The following two collaborations between the two artists were
more comfortable; Glazunov holding Petipa in awe.
Glazunov’s
music for Raymonda, nicely mixing classical ballet and
folkdance material is delightful, tuneful and romantic; and,
in many scenes in Acts II and III, tinged with ethnic colour
– by turns Spanish, Hungarian, Arabic and oriental etc. The
large Bolshoi Theatre Orchestra under Algis Zhuraitis gives
the dancers sparkling support bringing out all the music’s allure,
its delicacy as well as its bombast.
The
production itself, staged in 1989, is to our minds, curiously
uneven. The cavernous Bolshoi Theatre stage in Act I set is
low-level lit, so much so that one was often tempted to reach
for the TV’s brightness control. The dark-hued background drapes
did not help, neither did the corps de ballet’s very
subdued pastel-shaded tutus. The latter part of Act I is set
in the magic garden when Raymonda dreams that she meets her
lover, gone off to war, before he is transformed into the dangerous
Arab sheikh, Abderahman. This is atmospheric enough but even
darker making it not at all easy to recognise all the movements
of the (presumably moonlit) silver and black clad corps de
ballet.
Things
improve in Acts II and III when the lighting is stronger. This
reveals, in Act II, the interior of the chateau where Abderahman
tries in vain to court Raymonda. His followers dance exotic
measures in sumptuous costumes especially the Spanish dance
where the women are dressed in seductively-moving, floor-length
gowns in white with narrow orange flame-coloured panels. Act
III is really an excuse for dances, mainly Hungarian, to celebrate
the betrothal and wedding of Raymonda and her lover, Jean de
Brienne who had returned to best Abderahman in the duel at the
close of Act II. The costumes, this time ballet-length and full-skirted,
some with lovely gold and silver panellings, are, again, richly
conceived.
To
the dancers: Natalya Bessmertnova, not in the full bloom of
youth, is nevertheless excellent in her foot work; her solos
when she shows off her skill in slow point movement is quite
awesome but her upper body movements are often stiff. Much more
overall delicacy and grace is shown in the very impressive youthful
support of Olga Suvorova as Henriette and Maria Bilova as Clemence.

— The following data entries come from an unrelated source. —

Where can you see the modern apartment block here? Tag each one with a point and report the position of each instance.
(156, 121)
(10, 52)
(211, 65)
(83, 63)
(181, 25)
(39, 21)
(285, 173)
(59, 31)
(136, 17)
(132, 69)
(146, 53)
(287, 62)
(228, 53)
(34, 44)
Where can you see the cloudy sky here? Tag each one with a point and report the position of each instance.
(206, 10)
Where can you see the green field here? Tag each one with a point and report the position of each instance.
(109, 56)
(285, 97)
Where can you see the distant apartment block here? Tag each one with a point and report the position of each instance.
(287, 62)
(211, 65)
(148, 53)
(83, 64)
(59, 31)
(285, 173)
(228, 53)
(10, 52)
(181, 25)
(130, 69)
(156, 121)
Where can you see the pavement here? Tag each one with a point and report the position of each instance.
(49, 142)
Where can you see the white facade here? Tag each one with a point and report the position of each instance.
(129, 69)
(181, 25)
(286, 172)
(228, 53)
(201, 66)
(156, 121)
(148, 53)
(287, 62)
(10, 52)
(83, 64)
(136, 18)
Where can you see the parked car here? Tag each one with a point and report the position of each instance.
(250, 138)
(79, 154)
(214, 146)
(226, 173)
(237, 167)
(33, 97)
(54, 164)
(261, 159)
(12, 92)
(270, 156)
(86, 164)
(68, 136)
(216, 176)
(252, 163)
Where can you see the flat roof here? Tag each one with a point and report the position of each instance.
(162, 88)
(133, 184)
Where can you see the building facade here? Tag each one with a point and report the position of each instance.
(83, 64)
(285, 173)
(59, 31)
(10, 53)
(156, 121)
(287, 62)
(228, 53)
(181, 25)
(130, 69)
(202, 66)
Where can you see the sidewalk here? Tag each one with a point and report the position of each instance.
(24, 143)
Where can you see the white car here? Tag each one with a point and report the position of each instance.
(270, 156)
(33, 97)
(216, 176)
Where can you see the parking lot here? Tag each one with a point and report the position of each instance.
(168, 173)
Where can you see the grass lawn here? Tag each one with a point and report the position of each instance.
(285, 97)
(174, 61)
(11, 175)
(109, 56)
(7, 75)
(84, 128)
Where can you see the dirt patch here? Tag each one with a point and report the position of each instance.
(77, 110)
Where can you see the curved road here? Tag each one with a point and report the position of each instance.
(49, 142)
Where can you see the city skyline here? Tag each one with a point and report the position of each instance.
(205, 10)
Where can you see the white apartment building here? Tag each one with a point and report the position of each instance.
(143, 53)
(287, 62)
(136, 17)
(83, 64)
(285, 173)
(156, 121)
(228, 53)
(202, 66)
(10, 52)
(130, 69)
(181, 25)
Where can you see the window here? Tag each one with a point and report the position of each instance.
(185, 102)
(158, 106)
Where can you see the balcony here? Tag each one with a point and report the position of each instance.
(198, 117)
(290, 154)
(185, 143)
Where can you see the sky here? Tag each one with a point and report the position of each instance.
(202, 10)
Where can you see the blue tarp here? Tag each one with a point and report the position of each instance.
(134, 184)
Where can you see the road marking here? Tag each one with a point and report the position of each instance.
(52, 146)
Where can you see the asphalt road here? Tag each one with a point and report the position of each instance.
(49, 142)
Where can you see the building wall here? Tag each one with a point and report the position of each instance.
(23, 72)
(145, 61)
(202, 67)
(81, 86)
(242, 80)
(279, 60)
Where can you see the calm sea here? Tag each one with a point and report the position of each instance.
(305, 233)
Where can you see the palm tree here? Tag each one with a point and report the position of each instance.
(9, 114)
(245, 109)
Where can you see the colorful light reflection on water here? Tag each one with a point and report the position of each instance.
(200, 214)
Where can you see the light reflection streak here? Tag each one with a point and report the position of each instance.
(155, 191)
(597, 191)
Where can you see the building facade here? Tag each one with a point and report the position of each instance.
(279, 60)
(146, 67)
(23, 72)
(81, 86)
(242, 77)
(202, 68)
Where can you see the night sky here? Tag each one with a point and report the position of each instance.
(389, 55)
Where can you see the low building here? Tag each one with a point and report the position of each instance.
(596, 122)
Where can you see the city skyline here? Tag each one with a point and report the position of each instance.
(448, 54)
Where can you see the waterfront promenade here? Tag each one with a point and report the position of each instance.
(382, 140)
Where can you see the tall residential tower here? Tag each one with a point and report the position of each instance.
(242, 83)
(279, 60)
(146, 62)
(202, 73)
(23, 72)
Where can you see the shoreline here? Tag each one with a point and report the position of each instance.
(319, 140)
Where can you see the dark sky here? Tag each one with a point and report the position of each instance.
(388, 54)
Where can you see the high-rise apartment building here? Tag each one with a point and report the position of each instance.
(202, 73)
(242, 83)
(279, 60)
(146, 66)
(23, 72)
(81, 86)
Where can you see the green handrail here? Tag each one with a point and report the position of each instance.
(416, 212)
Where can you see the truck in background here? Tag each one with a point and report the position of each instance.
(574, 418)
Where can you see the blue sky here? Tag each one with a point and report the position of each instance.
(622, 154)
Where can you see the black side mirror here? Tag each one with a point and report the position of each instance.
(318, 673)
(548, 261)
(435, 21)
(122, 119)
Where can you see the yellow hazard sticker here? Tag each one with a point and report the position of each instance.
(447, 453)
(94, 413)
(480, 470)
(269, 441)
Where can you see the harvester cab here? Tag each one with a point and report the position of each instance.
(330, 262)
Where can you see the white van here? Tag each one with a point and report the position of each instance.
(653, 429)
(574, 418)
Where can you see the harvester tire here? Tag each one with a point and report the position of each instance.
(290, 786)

Yuri Vasyuchenko is a sprightly Jean de Brienne displaying some
impressive high leaps and quite astonishingly fast turns in
his last act solo but the warmest and most spontaneous applause
was reserved for Gedminas Taranda as a most agile and virile
Abderakhman.
A
not altogether impressive Bolshoi production but it certainly
has its moments but then there is that glorious Glazunov music.